North Korean toddler ‘sentenced to life in jail after parents caught with Bible’
A child was sentenced to life in prison in North Korea after his family was discovered in possession of a Bible, according to a new US State Department report.
Despite the fact that the event occurred in 2009, it was highlighted in the Department of State’s latest report on worldwide religious freedoms this month, citing data from Korea Future, a non-governmental organization that documents human rights violations in North Korea.
“One case involved the 2009 arrest of a family based on their religious practices and possession of a Bible.
“The entire family, including a two-year-old child, were given life sentences in political prison camps,” it said.
There are an estimated 200,000 to 400,000 clandestine Christians in North Korea, primarily in the West, where many are thought to have settled following an “explosion” of interest in the faith in 1907.
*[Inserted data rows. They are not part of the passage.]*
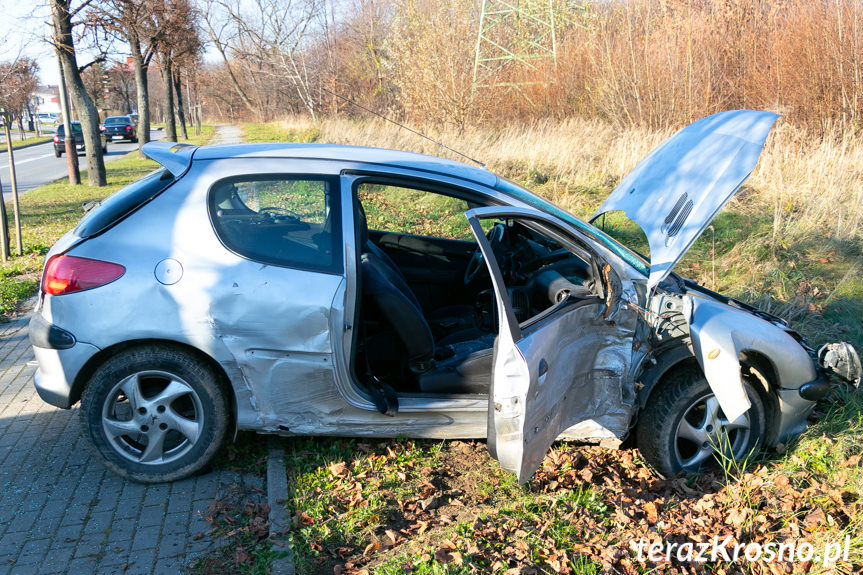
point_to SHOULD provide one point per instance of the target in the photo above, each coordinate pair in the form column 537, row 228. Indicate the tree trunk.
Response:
column 143, row 92
column 181, row 114
column 83, row 103
column 167, row 80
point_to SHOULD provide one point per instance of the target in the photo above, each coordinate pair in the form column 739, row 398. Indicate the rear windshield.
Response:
column 122, row 203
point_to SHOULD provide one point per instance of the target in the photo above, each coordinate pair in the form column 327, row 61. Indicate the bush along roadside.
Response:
column 426, row 507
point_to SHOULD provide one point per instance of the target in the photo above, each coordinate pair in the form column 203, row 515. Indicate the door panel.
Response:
column 564, row 369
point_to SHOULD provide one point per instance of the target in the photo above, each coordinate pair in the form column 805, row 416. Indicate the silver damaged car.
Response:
column 335, row 290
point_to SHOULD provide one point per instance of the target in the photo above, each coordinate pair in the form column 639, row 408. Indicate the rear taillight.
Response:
column 67, row 274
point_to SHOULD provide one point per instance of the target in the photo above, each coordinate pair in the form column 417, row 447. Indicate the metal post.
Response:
column 4, row 228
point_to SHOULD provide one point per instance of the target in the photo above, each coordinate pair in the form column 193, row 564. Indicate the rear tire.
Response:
column 682, row 425
column 154, row 414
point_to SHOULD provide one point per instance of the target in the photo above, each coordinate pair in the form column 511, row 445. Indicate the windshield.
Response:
column 511, row 188
column 76, row 129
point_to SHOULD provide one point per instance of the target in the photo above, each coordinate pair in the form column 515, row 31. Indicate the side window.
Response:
column 404, row 210
column 290, row 221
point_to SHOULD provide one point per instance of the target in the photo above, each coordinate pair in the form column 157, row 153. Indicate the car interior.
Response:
column 428, row 317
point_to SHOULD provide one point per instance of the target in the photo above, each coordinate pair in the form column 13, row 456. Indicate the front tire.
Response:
column 682, row 427
column 155, row 414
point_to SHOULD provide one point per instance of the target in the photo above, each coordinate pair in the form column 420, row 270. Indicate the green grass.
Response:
column 16, row 143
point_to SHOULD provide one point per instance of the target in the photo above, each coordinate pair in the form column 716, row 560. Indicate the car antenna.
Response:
column 411, row 130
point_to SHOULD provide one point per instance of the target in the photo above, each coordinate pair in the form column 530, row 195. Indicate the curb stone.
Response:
column 277, row 496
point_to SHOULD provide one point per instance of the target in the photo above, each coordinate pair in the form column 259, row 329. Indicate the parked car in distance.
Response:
column 336, row 290
column 119, row 128
column 78, row 135
column 47, row 118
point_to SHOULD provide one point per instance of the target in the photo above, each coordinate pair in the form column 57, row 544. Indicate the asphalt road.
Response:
column 37, row 165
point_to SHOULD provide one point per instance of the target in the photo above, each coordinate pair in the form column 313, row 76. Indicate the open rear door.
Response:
column 553, row 374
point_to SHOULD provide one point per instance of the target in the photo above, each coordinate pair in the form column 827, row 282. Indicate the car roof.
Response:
column 178, row 157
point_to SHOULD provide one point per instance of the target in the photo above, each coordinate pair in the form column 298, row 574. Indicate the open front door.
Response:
column 563, row 367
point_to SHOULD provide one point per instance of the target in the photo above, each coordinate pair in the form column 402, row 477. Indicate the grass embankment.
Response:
column 790, row 242
column 49, row 211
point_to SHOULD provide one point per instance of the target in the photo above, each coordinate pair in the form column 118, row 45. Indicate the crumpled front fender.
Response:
column 720, row 333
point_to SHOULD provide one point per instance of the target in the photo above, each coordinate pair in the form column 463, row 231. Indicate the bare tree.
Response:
column 180, row 41
column 63, row 20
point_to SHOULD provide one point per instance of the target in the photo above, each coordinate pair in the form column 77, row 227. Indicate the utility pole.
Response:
column 514, row 37
column 4, row 227
column 71, row 152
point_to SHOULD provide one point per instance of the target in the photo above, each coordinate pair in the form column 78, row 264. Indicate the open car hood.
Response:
column 677, row 190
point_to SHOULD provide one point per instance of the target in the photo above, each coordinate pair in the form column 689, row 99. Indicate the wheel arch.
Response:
column 86, row 372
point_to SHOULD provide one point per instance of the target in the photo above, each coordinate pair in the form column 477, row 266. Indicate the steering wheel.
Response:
column 275, row 212
column 476, row 263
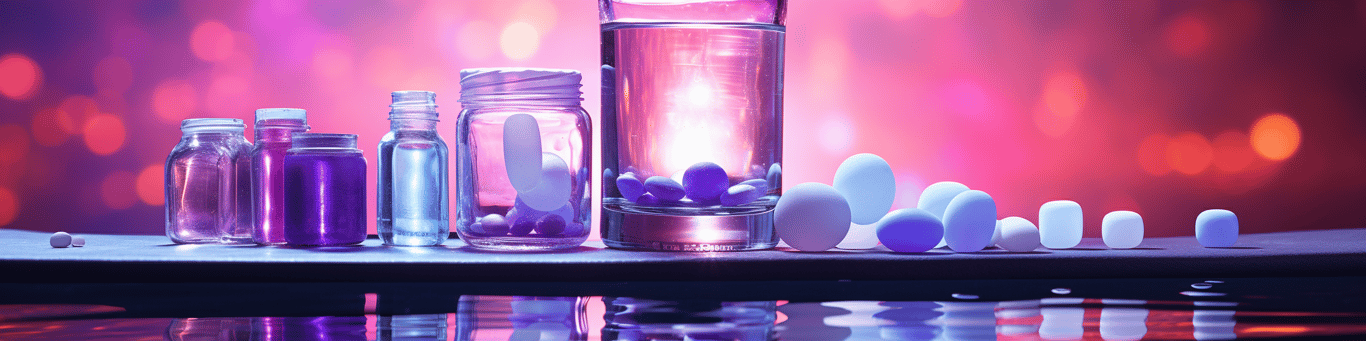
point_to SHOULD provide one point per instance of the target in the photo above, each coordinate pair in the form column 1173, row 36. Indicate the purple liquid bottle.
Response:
column 272, row 139
column 324, row 190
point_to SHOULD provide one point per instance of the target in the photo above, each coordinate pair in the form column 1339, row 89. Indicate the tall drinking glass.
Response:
column 691, row 123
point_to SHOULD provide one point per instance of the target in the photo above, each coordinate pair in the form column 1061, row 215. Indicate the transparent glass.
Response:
column 691, row 85
column 553, row 135
column 324, row 190
column 413, row 205
column 273, row 127
column 206, row 183
column 521, row 318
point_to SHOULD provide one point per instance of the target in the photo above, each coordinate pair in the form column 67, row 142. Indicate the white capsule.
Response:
column 1060, row 224
column 1122, row 229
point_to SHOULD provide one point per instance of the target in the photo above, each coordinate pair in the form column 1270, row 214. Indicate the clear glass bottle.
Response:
column 413, row 205
column 691, row 85
column 208, row 187
column 324, row 190
column 273, row 127
column 523, row 156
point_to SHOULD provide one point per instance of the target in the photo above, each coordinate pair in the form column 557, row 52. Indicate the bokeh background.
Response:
column 1165, row 108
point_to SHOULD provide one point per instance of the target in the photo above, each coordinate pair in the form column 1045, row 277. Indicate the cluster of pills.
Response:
column 854, row 214
column 704, row 183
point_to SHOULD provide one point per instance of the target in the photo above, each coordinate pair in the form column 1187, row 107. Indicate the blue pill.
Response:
column 664, row 188
column 970, row 221
column 630, row 186
column 739, row 194
column 909, row 231
column 549, row 225
column 1216, row 228
column 705, row 182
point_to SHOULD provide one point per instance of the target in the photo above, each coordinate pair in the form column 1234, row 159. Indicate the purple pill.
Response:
column 739, row 194
column 549, row 225
column 705, row 182
column 664, row 188
column 630, row 186
column 522, row 227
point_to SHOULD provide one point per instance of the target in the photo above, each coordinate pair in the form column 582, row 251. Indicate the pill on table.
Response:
column 869, row 186
column 859, row 238
column 60, row 239
column 553, row 188
column 1060, row 224
column 705, row 182
column 1122, row 229
column 1018, row 235
column 739, row 194
column 969, row 221
column 630, row 186
column 522, row 150
column 1216, row 228
column 909, row 231
column 812, row 217
column 664, row 188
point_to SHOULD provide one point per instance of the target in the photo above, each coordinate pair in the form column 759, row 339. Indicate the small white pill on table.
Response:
column 1122, row 229
column 1018, row 235
column 1060, row 224
column 60, row 239
column 1216, row 228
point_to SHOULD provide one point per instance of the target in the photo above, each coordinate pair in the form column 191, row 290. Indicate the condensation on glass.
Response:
column 206, row 183
column 686, row 83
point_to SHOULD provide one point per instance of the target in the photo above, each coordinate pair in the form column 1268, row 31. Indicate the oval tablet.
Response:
column 1216, row 228
column 1060, row 224
column 868, row 183
column 1122, row 229
column 522, row 150
column 553, row 188
column 812, row 217
column 969, row 221
column 909, row 231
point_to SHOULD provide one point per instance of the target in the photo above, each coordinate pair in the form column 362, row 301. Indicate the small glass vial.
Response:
column 272, row 139
column 413, row 205
column 523, row 150
column 324, row 190
column 208, row 191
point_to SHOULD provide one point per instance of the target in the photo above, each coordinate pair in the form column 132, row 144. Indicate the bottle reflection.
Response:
column 631, row 318
column 521, row 318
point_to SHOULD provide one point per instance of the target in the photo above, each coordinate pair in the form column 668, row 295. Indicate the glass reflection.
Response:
column 631, row 318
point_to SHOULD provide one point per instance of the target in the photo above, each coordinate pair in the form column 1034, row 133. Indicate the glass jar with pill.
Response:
column 523, row 156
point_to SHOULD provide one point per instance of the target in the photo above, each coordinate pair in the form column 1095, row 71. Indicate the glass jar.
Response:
column 413, row 190
column 208, row 187
column 691, row 123
column 324, row 190
column 273, row 127
column 523, row 160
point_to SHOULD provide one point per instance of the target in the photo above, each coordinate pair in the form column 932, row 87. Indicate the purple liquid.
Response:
column 325, row 198
column 268, row 179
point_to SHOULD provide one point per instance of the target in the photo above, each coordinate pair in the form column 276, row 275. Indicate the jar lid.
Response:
column 519, row 83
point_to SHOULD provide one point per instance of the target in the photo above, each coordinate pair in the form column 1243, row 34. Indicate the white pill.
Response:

The Korea Future study was based on interviews with 244 victims of religious persecution who had been subjected to arrest, incarceration, forced labor, torture, denial of a fair trial or the right to life, and sexual abuse for practicing shamanic or Christian beliefs between 2007 and 2020.
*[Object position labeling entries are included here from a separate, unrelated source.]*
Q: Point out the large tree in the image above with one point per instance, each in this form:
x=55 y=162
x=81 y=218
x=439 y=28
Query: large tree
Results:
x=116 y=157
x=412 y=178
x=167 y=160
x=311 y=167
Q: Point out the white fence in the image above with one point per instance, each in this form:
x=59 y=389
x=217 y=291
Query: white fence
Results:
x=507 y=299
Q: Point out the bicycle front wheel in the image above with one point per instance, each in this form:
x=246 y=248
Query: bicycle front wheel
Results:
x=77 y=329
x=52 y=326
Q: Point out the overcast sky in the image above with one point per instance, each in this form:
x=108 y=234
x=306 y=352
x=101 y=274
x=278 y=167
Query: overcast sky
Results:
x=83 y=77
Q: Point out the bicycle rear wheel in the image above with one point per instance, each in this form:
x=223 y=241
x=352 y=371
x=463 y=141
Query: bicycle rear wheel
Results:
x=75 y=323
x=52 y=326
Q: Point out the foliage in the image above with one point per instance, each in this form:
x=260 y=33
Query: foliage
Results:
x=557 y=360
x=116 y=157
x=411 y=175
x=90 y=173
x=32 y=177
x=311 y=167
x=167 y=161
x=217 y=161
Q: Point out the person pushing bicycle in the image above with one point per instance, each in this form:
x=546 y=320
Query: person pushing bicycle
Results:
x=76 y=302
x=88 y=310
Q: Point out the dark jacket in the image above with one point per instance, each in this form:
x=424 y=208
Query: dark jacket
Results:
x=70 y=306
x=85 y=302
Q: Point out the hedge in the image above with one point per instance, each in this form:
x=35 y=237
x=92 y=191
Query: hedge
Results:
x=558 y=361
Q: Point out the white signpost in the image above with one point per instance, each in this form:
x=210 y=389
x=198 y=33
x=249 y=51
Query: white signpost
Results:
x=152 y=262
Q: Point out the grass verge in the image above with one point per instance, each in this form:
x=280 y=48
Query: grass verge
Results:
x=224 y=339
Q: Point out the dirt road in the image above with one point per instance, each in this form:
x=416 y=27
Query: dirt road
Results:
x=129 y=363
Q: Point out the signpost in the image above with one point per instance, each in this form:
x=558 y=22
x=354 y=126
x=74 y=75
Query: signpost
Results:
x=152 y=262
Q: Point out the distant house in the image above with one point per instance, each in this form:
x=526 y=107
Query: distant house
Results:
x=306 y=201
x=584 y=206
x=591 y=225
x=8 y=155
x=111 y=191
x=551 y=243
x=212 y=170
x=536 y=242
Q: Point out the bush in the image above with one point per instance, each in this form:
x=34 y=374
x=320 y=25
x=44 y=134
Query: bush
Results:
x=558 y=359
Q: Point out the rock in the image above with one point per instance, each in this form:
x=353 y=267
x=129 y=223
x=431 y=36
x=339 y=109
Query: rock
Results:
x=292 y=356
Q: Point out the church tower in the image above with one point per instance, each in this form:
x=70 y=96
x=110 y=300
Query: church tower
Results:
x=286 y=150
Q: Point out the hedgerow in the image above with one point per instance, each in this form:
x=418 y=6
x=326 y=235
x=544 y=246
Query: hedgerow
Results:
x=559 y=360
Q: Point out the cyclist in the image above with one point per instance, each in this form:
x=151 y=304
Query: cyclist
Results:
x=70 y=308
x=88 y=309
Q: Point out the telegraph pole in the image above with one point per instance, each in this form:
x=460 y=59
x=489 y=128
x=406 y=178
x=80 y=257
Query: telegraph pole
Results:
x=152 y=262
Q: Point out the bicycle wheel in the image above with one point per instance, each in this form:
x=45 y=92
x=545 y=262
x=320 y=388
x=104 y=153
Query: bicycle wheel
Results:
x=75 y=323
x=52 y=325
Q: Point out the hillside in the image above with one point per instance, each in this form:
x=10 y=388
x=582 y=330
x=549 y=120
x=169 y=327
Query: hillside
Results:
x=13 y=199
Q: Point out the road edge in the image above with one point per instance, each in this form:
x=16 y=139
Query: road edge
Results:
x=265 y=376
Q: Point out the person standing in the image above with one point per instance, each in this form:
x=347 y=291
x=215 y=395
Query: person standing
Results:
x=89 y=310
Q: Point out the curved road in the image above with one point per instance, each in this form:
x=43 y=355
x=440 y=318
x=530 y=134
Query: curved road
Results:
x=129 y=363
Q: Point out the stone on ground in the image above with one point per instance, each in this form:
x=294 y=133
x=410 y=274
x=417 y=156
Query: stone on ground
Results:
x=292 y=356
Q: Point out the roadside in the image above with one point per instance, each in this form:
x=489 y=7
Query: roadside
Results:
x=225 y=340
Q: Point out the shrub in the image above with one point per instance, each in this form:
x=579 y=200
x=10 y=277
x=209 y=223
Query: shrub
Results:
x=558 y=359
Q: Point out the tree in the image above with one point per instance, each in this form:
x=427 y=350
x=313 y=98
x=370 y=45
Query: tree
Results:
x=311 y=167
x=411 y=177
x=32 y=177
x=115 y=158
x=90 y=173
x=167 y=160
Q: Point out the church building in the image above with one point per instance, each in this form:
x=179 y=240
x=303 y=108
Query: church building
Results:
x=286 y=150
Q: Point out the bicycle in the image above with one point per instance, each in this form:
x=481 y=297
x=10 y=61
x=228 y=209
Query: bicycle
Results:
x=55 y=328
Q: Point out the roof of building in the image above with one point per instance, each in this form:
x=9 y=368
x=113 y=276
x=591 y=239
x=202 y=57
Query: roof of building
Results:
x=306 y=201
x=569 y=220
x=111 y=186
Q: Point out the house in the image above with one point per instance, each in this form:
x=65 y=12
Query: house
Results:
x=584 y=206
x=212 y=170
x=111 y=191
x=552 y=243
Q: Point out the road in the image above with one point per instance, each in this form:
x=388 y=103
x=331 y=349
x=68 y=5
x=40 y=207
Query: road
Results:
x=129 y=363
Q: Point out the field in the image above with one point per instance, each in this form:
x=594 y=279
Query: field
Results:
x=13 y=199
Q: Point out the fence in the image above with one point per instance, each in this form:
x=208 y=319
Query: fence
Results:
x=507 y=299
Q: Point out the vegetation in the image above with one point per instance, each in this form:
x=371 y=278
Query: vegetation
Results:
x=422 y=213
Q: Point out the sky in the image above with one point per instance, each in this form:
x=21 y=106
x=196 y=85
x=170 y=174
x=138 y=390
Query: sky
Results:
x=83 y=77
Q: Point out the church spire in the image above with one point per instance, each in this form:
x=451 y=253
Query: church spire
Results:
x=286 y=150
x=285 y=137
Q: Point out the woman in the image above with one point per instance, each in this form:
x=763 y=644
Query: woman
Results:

The findings underscore the regime’s anxiety about religious minorities and its lack of tolerance for any creed other than total allegiance to the ruling Kim family’s iron grasp on power.
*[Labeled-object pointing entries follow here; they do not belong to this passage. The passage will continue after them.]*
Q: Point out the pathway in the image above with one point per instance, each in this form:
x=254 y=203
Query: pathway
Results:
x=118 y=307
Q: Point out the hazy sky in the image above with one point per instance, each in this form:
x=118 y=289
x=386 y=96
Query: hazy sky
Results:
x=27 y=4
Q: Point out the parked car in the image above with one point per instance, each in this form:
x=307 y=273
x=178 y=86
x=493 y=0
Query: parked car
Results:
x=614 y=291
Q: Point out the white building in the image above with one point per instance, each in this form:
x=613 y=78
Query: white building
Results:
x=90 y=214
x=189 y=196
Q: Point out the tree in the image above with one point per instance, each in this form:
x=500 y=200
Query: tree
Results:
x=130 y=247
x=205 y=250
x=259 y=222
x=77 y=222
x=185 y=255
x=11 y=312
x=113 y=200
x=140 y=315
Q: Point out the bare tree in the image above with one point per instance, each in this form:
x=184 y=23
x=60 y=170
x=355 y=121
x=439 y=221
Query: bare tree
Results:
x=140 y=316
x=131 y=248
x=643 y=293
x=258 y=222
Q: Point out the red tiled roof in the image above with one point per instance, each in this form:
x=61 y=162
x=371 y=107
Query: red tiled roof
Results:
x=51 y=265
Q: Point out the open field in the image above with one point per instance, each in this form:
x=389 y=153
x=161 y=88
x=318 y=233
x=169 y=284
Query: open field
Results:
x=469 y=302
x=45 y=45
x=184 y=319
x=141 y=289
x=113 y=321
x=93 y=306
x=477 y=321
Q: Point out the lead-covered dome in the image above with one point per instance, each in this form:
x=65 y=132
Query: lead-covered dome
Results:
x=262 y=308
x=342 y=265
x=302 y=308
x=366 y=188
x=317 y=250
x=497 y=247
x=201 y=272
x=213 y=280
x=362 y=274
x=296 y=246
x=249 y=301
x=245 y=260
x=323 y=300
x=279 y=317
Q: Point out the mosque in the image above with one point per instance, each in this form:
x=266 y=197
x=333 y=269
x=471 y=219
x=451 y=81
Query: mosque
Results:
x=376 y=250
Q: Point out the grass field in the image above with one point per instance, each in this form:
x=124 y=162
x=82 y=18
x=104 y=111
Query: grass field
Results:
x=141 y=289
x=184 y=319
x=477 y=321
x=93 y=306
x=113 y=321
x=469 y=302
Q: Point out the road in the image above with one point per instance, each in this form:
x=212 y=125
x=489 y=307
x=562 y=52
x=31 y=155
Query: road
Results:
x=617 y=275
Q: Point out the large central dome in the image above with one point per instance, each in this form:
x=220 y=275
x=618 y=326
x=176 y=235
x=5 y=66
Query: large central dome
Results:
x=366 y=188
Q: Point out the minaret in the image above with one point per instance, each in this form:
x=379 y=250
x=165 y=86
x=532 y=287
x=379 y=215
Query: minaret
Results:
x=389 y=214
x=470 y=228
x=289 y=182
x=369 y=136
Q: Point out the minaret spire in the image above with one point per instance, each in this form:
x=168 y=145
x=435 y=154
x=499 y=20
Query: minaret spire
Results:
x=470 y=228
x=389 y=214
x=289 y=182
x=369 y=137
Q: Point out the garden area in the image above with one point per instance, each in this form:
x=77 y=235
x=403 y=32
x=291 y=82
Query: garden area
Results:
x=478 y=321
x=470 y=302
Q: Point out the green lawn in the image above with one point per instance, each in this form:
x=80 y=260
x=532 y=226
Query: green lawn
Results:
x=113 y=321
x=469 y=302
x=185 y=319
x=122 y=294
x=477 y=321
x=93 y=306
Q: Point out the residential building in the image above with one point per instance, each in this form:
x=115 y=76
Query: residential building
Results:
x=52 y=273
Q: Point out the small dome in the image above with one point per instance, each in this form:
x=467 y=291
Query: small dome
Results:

The North Korean leadership tried to eliminate Christianity for decades and is claimed to be afraid of the church’s influence after studying its involvement in the fall of the Iron Curtain in Europe in the 1980s.
Defectors have disclosed horrific stories of Christians being tortured, slaughtered, and imprisoned in gulags.
There are a few Christian churches scattered around the country, including four in Pyongyang. However, most observers believe these are really “show churches.”
According to Open Doors USA, which campaigns for persecuted Christians throughout the world, between 50,000 and 70,000 North Korean people are imprisoned for their Christian beliefs.
The group has stated that “life for Christians … is a constant cauldron of pressure; capture or death is only a mistake away.”
Open Doors said earlier this year in its “World Watch List” report that Pyongyang has increased its hounding of Christians in search of underground churches.
It detailed a “horrifying incident” in which several dozen believers had been discovered and killed, with over 100 of their family members being sent to labor camps.
The North Korean state also targets followers of shamanism and Cheondoism, a modern religious movement based on a 19th-century Korean neo-Confucian movement.
According to the state department, some survivors who were imprisoned for shamanism revealed horrific conditions in prison camps, where they claimed to be beaten, placed into stress positions, and fed contaminated food.
“[Officials] worked us hard without feeding us properly… I suffered from malnutrition and was sure I would not survive. I kept having diarrhea, even when I only drank water, and I weighed just 35 kilograms [77 pounds]… so I was like a skeleton back then,” said one former prisoner.
According to the State Department assessment, the situation in North Korea has “not fundamentally changed” since a devastating United Nations Commission of Inquiry report on human rights violations there in 2014.
It noted that the inquiry “found that authorities almost completely denied the rights to freedom of thought, conscience, and religion and determined the government in many instances committed violations of human rights that constituted crimes against humanity”.
North Korea has also grown increasingly difficult to leave since the outbreak began.
A Reuters investigation released on Monday utilized commercial satellite pictures to reveal how the dictatorship has taken advantage of the health crisis to construct hundreds of miles of new or upgraded border barriers, walls, and guard stations to keep its people in.